I use and value a good spreadsheet application the way chefs use and value good knives. I have countless occasions to do ad-hoc data processing and conversion, and I tend to turn to spreadsheets even more often I turn to a good text editor. I know a lot of ways to get the job done with spreadsheets. But recently I learned a new trick. I’m delighted to share it with you here.

The situation: you have an HTML document, with a list of linked text. Imagine a list of projects, each with a link to a project URL (the names aren’t meaningful):

The task is to convert this list of formatted links into a table, with the project name in column A, and the URL in column B.  The trick is to use an OpenOffice macro, which exposes the URL (and other facets of formatted text) as OpenOffice functions.

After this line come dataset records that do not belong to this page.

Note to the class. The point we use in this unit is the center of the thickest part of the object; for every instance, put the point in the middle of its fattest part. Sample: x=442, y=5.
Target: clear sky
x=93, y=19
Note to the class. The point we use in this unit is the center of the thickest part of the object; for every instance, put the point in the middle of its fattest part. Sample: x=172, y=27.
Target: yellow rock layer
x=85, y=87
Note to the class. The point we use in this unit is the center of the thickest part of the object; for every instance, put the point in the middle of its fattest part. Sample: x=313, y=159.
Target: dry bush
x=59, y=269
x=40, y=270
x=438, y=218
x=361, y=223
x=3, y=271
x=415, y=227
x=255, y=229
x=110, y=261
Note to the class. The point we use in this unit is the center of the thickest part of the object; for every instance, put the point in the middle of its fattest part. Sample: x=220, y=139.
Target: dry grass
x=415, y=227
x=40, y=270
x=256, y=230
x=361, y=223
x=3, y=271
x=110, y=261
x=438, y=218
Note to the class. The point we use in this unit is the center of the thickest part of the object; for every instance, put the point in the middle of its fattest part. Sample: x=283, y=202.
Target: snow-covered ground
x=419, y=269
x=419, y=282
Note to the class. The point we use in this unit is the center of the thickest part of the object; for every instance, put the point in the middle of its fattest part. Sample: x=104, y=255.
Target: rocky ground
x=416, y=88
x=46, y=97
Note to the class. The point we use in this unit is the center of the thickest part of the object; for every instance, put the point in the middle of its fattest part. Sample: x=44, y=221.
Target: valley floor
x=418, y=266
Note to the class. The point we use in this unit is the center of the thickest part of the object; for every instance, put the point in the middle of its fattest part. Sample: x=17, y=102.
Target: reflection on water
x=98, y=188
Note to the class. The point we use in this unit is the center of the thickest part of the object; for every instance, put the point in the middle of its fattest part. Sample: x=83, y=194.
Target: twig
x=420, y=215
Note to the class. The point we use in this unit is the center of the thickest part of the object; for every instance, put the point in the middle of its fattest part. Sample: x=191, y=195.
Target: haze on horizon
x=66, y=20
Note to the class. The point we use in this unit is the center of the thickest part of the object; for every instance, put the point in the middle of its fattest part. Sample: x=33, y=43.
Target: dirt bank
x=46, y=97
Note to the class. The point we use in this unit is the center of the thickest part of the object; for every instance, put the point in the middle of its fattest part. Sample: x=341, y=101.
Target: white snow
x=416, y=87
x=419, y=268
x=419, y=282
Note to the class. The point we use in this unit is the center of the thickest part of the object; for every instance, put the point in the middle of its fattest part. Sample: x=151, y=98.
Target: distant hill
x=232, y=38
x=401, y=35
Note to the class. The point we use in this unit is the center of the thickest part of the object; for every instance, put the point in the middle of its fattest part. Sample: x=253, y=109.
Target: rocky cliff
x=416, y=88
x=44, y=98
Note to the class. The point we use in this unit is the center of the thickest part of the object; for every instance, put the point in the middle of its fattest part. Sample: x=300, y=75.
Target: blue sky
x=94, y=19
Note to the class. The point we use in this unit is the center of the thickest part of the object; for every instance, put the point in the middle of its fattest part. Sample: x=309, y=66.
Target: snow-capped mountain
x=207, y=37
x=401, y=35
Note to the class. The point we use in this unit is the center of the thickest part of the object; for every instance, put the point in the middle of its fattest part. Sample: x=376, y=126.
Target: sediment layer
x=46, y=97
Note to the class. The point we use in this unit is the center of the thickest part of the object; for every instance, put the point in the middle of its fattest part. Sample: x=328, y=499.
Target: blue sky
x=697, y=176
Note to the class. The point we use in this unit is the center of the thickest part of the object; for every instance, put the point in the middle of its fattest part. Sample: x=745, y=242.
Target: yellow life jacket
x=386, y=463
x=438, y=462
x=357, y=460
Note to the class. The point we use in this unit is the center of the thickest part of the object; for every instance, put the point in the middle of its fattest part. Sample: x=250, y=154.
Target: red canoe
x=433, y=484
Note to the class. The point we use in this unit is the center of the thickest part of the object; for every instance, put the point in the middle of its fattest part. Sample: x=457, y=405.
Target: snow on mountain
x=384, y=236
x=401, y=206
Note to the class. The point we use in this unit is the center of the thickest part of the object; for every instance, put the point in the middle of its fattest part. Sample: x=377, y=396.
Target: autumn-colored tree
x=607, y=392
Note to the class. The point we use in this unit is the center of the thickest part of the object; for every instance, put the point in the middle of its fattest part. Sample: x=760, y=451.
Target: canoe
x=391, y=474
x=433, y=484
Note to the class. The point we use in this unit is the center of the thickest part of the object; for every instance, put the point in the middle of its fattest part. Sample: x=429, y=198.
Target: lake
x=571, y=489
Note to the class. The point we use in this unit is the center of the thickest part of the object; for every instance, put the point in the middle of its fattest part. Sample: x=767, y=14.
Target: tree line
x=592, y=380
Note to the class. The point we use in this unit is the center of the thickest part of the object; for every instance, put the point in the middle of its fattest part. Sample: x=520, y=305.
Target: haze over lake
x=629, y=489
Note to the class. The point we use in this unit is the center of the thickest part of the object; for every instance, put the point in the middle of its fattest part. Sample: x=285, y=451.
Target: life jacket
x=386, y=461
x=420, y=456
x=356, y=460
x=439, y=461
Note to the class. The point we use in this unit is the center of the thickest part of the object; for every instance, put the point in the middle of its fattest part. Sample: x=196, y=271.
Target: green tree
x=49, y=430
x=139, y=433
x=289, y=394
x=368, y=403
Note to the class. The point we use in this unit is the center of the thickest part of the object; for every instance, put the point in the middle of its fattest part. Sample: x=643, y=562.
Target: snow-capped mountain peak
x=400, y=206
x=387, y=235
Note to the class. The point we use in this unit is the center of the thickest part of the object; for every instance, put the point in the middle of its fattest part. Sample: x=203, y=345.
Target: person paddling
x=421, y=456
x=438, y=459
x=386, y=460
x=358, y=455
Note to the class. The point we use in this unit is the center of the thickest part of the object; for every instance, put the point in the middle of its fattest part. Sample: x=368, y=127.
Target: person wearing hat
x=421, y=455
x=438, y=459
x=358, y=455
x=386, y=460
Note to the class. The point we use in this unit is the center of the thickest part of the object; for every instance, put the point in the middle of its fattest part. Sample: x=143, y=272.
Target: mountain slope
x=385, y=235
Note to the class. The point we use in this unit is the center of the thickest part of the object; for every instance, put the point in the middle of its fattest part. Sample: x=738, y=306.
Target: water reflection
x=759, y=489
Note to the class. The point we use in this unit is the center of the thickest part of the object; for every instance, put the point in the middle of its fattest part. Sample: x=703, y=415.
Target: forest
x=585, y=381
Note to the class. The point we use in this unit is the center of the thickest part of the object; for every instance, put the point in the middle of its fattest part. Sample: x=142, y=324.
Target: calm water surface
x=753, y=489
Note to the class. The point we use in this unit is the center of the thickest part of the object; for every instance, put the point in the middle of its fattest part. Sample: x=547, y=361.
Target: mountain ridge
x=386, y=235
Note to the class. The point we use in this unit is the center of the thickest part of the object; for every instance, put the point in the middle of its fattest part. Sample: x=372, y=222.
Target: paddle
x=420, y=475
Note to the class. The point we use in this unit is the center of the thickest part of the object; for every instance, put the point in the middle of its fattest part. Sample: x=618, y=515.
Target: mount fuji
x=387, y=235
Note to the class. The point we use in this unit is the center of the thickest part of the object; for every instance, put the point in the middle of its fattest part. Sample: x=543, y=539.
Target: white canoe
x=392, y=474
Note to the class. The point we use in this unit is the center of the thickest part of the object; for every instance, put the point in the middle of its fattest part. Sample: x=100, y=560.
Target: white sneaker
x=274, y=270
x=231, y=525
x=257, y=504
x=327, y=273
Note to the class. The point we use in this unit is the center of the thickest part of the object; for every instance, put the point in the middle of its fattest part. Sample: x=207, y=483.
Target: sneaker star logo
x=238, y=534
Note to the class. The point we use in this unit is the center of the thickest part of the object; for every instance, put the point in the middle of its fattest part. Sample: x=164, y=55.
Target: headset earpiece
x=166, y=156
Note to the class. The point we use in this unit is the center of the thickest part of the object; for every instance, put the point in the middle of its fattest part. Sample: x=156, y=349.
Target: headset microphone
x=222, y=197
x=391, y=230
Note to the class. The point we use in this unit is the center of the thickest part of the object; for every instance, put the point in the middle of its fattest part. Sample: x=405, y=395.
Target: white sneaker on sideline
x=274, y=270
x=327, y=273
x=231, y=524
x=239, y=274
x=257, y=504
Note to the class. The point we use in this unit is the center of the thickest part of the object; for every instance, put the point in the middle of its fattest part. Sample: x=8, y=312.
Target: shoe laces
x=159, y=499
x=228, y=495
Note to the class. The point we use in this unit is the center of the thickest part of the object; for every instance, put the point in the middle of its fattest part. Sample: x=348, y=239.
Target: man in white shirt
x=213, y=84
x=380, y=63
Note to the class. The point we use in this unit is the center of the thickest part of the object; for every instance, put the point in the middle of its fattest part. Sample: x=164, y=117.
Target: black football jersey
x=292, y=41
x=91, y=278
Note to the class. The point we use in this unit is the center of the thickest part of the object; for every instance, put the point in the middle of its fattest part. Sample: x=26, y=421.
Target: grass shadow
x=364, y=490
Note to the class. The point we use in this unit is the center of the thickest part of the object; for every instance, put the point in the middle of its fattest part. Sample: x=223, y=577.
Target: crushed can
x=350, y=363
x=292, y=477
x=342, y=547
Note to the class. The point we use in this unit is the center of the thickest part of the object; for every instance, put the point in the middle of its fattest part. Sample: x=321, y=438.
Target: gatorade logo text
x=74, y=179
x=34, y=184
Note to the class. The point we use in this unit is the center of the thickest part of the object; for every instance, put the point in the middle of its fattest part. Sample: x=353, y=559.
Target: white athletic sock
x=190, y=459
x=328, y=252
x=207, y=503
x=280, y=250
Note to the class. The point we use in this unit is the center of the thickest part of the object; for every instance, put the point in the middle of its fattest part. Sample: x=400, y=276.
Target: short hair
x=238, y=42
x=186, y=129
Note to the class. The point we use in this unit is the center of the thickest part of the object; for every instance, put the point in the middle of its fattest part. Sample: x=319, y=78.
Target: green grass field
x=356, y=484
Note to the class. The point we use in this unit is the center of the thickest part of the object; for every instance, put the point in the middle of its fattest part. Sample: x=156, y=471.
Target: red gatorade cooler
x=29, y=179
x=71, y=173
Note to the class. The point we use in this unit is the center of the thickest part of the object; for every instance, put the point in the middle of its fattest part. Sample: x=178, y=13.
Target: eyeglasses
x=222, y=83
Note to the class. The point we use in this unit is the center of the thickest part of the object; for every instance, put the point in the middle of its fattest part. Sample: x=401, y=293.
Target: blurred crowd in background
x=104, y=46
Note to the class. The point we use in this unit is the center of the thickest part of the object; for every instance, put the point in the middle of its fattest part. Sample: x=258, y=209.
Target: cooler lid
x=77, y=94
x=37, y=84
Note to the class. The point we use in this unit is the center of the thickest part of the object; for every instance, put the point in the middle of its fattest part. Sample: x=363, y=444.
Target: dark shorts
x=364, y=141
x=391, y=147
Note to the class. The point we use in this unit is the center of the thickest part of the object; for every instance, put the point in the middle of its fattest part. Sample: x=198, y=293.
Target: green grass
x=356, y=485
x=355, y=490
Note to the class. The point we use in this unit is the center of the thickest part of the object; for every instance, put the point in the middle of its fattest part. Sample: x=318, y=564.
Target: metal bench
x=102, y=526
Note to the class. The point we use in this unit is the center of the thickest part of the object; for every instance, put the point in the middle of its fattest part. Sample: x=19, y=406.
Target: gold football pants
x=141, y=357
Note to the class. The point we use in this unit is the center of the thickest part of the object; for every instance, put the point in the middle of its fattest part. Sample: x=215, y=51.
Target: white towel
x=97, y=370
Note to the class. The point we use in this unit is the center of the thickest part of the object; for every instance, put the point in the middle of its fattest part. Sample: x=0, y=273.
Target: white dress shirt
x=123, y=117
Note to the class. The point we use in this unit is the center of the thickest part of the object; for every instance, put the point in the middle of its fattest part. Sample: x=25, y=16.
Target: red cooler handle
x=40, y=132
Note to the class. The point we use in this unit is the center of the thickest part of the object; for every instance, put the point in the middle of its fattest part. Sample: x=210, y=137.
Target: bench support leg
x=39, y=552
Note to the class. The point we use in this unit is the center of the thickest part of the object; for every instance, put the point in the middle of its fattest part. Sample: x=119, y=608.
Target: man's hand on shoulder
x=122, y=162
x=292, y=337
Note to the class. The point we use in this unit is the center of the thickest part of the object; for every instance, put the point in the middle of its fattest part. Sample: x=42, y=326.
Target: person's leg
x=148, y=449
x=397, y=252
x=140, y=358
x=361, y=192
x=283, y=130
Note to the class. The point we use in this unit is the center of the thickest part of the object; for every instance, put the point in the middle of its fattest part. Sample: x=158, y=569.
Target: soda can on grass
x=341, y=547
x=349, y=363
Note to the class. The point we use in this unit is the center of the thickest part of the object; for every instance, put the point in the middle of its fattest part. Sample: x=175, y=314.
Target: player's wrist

(I described my recent real-life instance of this situation in the blog Open Data Day 2014, and a dataset dataset for Vancouver. The HTML document was the City of Vancouver’s Open Data Catalogue. It was an HTML table, not a list, which I wanted to convert to a spreadsheet — but that difference wasn’t all that material.)

An obvious way to start converting such a list is to select the list, Copy, and Paste into an empty Apache OpenOffice spreadsheet. OK so far. Unfortunately, each list item becomes one cell in the spreadsheet. The text in the cell is formatted, and the link is buried in the text formatting. It looks like this:


A B C
1 Example “Aphids” Project    
2 Example “Beeswax” Project    
3 Example “Clover” Project    

The tool we want is a spreadsheet function =CELL_URL( A1 ) , in column C, which extracts the  URL from the cell in column A and exposes it for further manipulation. Column B is the place for the link text, unformatted. The formula =A1 accomplishes that.  If we had a CELL_URL() function, our spreadsheet would look like this:


A B C
1 Example “Aphids” Project Example “Aphids” Project http://example.com/pr/aphids/
2 Example “Beeswax” Project Example “Beeswax” Project http://example.com/pr/beeswax/
3 Example “Clover” Project Example “Clover” Project http://example.com/pr/clover/

Unfortunately, the standard OpenOffice spreadsheet doesn’t include a function like CELL_URL().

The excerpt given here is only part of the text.